A small, powerful CLI coding agent for open AI models

Project description

Swival Logo

Swival

A coding agent for open models. Documentation

Swival connects to LM Studio, HuggingFace Inference API, or OpenRouter, sends your task, and runs an autonomous tool loop until it produces an answer. With LM Studio it auto-discovers your loaded model, so there's nothing to configure. A few thousand lines of Python, no framework.

Quickstart

LM Studio

  1. Install LM Studio and load a model with tool-calling support. Recommended first model: qwen3-coder-next (great quality/speed tradeoff on local hardware). Crank the context size as high as your hardware allows.
  2. Start the LM Studio server.
  3. Install Swival:
uv tool install swival
  1. Run:
swival "Refactor the error handling in src/api.py"

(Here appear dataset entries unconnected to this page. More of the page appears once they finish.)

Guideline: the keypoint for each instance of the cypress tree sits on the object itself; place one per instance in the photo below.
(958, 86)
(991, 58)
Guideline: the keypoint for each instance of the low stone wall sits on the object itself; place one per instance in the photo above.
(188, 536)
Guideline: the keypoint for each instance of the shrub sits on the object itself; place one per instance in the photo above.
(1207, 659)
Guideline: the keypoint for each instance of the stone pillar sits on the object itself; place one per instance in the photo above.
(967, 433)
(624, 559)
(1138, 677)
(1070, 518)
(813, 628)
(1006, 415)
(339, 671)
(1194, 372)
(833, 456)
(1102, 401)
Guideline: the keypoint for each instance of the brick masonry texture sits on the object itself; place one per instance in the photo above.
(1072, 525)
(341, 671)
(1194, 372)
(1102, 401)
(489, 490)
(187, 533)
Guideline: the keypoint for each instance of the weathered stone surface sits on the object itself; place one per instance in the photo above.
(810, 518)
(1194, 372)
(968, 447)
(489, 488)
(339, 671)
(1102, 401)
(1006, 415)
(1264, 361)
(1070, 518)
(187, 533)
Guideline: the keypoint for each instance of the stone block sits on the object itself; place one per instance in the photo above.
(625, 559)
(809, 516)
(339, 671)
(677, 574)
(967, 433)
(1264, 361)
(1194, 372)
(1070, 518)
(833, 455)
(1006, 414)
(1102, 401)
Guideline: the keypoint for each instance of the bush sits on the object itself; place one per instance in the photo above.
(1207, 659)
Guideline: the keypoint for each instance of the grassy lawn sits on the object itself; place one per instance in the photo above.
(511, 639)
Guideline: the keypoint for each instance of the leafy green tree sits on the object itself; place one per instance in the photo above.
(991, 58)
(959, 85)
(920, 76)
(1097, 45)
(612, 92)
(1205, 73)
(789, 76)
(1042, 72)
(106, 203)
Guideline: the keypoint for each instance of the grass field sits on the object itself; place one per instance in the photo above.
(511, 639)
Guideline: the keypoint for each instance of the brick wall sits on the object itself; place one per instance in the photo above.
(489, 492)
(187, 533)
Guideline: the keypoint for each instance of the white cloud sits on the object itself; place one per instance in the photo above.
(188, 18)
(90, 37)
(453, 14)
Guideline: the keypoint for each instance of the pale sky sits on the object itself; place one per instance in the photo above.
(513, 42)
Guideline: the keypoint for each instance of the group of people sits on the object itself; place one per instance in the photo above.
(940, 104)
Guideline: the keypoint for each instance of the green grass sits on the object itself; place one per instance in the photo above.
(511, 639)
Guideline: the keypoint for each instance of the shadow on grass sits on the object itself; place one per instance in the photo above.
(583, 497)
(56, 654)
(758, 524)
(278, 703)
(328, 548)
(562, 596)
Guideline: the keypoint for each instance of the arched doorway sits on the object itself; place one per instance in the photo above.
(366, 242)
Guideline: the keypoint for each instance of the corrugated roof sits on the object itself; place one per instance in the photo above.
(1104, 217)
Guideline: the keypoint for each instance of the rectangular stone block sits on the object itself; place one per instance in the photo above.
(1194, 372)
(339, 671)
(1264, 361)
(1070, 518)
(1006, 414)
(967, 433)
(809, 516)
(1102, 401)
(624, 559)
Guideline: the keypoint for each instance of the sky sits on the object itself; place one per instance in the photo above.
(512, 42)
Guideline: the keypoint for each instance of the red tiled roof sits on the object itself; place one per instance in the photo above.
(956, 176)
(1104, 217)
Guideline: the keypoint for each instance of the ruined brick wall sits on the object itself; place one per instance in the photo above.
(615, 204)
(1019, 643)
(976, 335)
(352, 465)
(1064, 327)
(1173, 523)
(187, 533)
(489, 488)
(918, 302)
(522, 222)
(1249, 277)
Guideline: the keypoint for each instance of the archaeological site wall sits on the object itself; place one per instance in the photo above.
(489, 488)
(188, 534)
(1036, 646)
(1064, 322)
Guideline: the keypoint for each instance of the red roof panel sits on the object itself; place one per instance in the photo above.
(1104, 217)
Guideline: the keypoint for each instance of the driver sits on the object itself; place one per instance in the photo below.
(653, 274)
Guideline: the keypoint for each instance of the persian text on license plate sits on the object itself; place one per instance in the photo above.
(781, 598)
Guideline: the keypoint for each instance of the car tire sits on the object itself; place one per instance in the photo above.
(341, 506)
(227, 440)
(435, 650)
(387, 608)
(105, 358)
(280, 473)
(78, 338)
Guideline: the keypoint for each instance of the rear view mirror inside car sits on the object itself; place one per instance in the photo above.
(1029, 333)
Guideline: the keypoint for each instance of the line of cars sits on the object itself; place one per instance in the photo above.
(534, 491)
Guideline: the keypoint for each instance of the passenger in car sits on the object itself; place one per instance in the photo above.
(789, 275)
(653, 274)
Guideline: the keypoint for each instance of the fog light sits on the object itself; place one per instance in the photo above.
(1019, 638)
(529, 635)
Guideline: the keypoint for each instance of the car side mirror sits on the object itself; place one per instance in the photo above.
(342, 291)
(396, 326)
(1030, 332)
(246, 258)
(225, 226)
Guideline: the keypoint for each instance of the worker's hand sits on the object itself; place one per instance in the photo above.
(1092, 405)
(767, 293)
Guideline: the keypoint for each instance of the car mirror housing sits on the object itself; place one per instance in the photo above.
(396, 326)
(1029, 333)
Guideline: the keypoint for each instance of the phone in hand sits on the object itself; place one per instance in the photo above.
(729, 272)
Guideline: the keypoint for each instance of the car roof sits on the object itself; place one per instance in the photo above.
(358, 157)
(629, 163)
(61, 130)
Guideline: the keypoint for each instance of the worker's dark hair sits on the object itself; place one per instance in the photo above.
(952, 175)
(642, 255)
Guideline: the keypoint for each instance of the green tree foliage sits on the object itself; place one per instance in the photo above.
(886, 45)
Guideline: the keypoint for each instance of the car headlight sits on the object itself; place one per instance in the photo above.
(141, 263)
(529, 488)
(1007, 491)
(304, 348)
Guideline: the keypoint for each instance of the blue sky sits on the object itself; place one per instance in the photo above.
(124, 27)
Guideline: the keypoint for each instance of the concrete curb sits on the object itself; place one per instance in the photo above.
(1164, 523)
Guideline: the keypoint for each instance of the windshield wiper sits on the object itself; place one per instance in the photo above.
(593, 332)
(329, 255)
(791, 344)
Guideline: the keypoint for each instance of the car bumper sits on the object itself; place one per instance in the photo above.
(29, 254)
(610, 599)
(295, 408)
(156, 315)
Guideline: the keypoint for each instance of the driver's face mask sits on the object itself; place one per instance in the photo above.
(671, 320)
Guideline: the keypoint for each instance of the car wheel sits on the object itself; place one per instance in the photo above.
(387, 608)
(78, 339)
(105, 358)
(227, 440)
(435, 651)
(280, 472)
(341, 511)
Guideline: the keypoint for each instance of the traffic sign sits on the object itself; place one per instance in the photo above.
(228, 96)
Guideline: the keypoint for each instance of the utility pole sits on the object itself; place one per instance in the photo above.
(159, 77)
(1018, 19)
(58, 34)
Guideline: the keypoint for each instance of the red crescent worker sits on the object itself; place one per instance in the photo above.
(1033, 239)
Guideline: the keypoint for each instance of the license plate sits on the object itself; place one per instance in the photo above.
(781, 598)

That's it. Swival finds the model, connects, and goes to work.

HuggingFace

export HF_TOKEN=hf_...
uv tool install swival
swival "Refactor the error handling in src/api.py" \
    --provider huggingface --model zai-org/GLM-5

You can also point it at a dedicated endpoint with --base-url and --api-key.

OpenRouter

export OPENROUTER_API_KEY=sk_or_...
uv tool install swival
swival "Refactor the error handling in src/api.py" \
    --provider openrouter --model openrouter/free

Interactive sessions

swival --repl

The REPL carries conversation history across questions, which makes it good for exploratory work and longer tasks.

Updates and uninstall

uv tool upgrade swival    # update
uv tool uninstall swival  # remove

What makes it different

Your models, your way. Swival works with LM Studio and HuggingFace Inference API. With LM Studio, it auto-discovers whatever model you have loaded. With HuggingFace, point it at any supported model or your own dedicated endpoint. You pick the model and the infrastructure.

Small enough to read and hack. The whole agent is a few thousand lines of Python across a handful of files, with no framework underneath. You can read the entire thing in an afternoon. If something doesn't work the way you want, you can change it.

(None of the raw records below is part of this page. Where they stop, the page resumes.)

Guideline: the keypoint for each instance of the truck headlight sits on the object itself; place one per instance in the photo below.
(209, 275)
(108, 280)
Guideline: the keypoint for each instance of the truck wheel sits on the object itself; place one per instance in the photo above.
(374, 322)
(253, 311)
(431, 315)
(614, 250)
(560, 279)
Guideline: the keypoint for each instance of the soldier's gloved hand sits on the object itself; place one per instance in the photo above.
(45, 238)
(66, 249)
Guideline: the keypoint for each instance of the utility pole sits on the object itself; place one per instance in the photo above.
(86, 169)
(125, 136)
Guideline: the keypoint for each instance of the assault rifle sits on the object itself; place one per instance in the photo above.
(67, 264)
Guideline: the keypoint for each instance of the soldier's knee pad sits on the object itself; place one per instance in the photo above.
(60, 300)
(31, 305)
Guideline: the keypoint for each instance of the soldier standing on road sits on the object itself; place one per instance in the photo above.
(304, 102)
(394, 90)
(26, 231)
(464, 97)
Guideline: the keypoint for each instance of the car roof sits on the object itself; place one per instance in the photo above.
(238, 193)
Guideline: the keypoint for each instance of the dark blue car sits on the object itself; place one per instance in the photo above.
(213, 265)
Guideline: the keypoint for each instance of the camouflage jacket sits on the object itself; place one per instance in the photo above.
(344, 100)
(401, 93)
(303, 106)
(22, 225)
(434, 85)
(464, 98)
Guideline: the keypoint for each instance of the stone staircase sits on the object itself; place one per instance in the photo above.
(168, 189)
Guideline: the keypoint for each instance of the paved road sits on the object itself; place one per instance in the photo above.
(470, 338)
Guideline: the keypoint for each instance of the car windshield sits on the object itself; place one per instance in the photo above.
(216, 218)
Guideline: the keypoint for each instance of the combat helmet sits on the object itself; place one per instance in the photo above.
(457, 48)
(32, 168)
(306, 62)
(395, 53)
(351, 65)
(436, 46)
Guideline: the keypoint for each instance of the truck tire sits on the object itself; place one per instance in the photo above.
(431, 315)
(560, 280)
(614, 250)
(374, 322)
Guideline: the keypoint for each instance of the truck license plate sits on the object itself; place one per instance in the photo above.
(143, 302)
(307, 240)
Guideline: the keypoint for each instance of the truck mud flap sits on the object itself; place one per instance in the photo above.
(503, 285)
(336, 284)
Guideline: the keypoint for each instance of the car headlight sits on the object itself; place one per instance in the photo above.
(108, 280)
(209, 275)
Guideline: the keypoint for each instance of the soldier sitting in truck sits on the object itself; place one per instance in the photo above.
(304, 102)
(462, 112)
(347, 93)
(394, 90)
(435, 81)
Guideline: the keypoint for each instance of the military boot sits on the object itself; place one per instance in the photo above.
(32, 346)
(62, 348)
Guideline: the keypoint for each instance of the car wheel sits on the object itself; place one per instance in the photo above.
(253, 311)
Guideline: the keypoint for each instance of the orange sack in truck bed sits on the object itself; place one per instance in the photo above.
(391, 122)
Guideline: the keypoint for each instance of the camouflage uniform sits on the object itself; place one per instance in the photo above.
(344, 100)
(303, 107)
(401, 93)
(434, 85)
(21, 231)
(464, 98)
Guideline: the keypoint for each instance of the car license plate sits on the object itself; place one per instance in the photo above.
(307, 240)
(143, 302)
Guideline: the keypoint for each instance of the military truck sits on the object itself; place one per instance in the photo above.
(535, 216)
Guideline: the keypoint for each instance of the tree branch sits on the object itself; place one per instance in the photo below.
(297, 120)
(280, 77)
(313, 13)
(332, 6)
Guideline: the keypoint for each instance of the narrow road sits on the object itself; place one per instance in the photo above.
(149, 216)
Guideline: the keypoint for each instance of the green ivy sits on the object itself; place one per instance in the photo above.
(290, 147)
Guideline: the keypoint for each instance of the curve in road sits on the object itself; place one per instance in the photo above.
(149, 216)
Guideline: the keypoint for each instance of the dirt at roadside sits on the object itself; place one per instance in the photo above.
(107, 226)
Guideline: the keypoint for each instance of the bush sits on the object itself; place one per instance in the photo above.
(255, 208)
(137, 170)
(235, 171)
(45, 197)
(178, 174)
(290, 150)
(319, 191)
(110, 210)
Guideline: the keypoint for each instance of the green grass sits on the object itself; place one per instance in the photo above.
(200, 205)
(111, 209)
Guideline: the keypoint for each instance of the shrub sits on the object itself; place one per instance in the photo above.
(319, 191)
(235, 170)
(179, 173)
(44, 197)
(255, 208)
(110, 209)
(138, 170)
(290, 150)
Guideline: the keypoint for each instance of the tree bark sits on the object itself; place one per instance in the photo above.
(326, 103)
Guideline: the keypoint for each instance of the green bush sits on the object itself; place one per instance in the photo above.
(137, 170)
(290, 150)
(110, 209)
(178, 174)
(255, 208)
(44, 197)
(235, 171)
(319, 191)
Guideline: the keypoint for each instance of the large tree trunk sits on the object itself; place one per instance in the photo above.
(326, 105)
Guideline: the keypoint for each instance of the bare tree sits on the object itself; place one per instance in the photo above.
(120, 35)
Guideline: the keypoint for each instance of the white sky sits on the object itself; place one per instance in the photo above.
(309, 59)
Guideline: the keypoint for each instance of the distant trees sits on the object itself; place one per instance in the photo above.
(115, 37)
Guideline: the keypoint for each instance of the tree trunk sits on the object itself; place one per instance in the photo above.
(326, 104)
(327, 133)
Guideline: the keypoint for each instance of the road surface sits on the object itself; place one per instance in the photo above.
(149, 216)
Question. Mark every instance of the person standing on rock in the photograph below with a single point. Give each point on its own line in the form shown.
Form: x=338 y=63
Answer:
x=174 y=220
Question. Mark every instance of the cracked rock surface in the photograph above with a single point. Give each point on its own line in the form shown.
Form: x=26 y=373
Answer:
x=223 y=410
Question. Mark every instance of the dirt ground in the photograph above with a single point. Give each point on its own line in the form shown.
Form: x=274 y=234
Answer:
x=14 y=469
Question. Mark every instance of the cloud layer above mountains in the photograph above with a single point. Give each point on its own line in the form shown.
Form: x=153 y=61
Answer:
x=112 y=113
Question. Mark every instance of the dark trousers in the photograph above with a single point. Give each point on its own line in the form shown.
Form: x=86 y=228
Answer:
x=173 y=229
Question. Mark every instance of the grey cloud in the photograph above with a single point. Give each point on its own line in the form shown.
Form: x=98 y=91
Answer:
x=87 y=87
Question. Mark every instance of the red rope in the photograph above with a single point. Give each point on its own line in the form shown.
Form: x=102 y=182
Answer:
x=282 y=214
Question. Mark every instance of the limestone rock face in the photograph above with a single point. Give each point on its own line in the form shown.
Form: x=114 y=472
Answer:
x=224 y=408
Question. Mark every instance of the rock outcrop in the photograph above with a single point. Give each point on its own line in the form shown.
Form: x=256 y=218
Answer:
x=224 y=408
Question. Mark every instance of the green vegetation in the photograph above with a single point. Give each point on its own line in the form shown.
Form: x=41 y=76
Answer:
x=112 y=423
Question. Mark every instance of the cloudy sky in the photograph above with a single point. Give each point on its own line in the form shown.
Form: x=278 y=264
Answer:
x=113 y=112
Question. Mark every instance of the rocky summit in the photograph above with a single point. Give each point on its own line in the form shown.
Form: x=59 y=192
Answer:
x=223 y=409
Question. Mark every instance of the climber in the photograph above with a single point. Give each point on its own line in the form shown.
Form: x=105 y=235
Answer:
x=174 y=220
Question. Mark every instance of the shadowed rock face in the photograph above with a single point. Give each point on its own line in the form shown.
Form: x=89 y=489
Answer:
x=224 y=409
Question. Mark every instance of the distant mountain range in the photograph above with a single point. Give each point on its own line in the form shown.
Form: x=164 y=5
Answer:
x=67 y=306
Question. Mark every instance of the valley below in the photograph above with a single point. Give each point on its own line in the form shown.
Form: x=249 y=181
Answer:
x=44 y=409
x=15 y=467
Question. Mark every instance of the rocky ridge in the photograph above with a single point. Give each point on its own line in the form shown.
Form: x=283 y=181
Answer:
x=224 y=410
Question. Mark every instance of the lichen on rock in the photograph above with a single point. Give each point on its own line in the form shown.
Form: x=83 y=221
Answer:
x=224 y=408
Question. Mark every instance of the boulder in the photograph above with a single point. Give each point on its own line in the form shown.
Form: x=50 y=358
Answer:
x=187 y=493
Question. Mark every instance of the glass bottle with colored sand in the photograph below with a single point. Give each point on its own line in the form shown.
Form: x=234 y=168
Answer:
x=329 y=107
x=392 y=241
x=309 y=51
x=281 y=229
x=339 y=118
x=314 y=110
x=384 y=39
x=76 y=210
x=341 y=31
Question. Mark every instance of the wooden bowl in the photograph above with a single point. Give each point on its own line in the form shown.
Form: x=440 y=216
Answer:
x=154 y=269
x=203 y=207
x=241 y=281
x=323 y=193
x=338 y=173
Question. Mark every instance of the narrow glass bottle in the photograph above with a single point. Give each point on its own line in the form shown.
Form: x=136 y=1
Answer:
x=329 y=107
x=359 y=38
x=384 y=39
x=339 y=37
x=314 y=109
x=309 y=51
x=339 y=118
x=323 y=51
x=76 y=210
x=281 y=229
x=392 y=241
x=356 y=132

Structured thinking for any model. The built-in think tool gives any model (including local ones) multi-step reasoning with revisions, branches, and persistent notes that survive context compaction. It's not locked to a specific provider.

Built for benchmarking. Pass --report report.json and Swival writes a machine-readable evaluation report with per-call LLM timing, tool success/failure counts, context compaction events, and guardrail interventions. Good for comparing models systematically on real coding tasks.

CLI-native. stdout is exclusively the final answer. All diagnostics go to stderr. You can pipe Swival's output straight into another command or a file.

Documentation

Full documentation is available at swival.github.io/swival.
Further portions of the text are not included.